We analyzed the impact of hepatitis C virus eradication by direct-acting antiviral (DAA) therapy on the risk of development of hepatocellular carcinoma (HCC), prognosis, and portal hypertension in patients with liver cirrhosis.
The rate of HCC development and overall survival after achievement of sustained virological response (SVR) in 173 DAA-treated compensated cirrhosis patients without HCC history were retrospectively compared with that of 125 cirrhosis patients who achieved SVR by interferon (IFN)-based therapy or that of 85 cirrhosis patients who failed to respond to anti-HCV therapy. Changes in esophagogastric varices (EGV) and incidence of portosystemic encephalopathy were analyzed in 87 consecutive cirrhosis patients.
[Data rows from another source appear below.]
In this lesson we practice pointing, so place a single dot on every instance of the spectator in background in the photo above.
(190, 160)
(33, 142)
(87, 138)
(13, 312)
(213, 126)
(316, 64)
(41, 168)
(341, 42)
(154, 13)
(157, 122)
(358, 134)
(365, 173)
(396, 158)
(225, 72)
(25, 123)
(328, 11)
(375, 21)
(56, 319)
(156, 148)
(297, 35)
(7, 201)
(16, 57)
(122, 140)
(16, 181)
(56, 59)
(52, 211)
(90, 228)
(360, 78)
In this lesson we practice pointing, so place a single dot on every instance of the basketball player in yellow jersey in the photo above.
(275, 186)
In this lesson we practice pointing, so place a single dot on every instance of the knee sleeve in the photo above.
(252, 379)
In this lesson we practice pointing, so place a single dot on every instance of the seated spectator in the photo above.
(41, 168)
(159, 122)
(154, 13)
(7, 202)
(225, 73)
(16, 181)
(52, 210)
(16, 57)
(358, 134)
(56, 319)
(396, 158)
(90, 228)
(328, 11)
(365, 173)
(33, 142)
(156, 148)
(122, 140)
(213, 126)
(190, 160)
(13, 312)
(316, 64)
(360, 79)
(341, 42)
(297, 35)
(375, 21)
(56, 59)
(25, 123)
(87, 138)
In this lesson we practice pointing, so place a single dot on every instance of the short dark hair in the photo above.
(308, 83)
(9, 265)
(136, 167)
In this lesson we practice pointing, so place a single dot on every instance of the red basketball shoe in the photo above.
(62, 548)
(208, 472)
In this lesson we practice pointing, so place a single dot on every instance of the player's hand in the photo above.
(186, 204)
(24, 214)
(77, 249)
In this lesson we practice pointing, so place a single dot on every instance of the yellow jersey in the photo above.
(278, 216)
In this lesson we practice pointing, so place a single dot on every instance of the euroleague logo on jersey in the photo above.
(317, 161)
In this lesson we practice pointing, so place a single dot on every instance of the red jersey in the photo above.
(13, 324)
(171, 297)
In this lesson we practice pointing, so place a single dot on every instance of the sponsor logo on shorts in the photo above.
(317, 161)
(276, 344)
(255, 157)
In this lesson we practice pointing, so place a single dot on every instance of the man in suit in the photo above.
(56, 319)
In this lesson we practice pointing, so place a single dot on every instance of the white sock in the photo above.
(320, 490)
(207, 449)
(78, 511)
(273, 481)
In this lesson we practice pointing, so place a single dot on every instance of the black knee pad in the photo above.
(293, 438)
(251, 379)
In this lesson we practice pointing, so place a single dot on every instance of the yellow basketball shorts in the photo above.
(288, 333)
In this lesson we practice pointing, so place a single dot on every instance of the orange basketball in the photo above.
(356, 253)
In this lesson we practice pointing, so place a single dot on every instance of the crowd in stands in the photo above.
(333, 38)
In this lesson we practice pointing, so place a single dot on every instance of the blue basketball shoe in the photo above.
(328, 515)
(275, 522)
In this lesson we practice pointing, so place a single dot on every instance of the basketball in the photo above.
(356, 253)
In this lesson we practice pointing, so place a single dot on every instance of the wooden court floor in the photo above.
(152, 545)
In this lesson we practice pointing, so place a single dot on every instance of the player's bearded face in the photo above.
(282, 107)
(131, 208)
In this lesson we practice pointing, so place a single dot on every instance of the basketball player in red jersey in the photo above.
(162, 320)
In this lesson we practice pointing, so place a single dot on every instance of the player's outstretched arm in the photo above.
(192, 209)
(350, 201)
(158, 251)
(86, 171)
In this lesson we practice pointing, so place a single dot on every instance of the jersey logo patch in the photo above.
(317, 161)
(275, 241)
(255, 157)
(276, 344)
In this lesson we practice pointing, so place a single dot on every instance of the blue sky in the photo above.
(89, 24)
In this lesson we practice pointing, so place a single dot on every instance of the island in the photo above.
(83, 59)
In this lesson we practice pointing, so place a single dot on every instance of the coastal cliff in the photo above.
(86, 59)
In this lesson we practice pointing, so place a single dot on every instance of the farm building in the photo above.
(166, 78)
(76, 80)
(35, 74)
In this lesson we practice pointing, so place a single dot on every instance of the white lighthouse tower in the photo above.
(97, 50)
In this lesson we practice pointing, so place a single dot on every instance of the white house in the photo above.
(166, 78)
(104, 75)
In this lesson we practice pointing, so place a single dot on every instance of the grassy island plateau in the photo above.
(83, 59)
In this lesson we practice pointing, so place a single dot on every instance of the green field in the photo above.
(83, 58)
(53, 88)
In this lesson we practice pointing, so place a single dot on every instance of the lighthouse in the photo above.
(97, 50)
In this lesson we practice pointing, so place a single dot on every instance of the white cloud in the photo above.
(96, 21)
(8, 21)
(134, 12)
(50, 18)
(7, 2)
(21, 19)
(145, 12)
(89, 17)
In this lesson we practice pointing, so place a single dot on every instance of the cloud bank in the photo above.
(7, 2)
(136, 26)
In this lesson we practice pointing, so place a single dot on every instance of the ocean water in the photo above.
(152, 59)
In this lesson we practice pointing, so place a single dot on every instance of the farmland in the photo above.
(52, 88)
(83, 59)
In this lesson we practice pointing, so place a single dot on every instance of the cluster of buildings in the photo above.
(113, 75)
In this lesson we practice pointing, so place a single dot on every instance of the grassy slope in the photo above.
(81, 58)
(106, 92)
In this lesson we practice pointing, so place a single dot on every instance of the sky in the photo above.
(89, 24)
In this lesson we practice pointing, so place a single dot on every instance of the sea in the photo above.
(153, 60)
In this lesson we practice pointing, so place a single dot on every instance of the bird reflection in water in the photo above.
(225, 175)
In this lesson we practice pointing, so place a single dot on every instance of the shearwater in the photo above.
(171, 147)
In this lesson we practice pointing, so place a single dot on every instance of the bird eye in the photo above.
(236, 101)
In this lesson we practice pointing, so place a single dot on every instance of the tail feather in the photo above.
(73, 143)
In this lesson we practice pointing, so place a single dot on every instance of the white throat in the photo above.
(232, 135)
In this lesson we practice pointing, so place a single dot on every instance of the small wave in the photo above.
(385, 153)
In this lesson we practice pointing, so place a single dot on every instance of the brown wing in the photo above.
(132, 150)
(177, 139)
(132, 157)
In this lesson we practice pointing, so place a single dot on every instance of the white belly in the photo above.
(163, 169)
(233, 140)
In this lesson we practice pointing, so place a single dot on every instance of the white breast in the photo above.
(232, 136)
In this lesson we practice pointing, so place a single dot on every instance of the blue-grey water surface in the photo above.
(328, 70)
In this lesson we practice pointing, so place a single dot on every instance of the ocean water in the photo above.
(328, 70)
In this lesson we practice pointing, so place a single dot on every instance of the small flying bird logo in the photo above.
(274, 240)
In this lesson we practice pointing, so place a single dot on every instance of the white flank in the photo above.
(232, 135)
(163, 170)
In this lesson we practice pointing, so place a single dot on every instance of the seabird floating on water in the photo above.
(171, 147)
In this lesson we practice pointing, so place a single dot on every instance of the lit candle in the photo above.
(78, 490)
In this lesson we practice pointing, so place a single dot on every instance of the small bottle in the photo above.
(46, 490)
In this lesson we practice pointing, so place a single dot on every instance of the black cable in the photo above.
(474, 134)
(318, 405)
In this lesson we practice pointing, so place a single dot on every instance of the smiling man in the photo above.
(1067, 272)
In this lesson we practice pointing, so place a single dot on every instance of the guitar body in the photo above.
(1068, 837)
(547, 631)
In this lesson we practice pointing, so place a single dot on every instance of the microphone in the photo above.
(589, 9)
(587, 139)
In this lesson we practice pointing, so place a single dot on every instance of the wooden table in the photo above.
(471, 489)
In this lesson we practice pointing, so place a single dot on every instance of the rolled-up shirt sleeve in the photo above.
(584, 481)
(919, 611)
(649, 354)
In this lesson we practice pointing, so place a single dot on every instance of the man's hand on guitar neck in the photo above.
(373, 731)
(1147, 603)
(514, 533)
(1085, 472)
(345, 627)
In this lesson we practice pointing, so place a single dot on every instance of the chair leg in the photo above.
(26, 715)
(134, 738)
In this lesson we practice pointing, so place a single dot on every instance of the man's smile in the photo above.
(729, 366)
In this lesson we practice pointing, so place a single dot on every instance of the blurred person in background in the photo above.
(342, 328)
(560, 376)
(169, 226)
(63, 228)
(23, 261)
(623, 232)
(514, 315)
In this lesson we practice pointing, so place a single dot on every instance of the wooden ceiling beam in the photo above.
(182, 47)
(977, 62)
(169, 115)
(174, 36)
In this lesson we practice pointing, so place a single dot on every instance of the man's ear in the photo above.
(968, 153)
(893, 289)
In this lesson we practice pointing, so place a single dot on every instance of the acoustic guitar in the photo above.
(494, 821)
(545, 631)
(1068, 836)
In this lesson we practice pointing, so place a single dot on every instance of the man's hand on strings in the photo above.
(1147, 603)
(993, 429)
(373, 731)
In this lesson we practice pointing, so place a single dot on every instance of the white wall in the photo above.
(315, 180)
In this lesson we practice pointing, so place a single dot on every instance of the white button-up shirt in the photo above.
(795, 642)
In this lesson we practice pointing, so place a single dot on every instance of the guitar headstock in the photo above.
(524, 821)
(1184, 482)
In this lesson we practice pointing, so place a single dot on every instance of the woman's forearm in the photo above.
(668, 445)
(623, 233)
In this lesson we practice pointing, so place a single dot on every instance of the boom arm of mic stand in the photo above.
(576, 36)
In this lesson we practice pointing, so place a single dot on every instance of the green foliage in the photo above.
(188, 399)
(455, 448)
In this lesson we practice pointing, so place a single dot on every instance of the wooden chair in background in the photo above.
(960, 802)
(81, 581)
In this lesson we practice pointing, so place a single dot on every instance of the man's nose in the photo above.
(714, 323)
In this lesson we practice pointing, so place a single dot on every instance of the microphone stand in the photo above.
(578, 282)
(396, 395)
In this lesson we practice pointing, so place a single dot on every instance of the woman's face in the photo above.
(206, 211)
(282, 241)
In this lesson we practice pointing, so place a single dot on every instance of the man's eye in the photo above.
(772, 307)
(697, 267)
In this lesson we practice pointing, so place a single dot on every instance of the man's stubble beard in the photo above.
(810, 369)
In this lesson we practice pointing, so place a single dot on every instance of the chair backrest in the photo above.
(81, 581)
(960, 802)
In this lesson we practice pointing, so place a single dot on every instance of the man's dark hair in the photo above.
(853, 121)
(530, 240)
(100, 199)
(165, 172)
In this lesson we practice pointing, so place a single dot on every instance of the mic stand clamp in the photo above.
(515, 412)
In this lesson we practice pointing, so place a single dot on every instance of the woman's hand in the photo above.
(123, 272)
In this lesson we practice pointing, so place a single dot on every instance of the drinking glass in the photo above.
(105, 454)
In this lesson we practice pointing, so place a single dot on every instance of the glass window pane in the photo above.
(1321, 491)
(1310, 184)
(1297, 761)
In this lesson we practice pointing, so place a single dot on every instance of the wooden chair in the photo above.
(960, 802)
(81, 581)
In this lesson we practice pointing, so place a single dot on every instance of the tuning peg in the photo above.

The cumulative HCC development rates at 1, 3, and 5 years were 2%, 7%, and 7% for the DAA-SVR group, significantly lower than the 3%, 7%, and 18% for the non-SVR group (log-rank P <0.001). The cumulative overall survival rates were also significantly improved in the DAA-SVR group compared to the non-SVR group (log-rank P <0.001). These rates were similar between DAA-SVR and IFN-SVR groups (P =0.121 and 0.261, respectively). EGV was aggravated, and portosystemic encephalopathy occurred in a subset of cirrhosis patients who achieved SVR by DAA therapy. These events were more frequent in patients with large feeding vessels for EGV and portosystemic shunts at the time of SVR, respectively.
Achievement of SVR by DAA therapy reduces the risk of HCC development and prolongs survival similarly to that of IFN-based therapy, but portal hypertension is not immediately improved in compensated liver cirrhosis patients.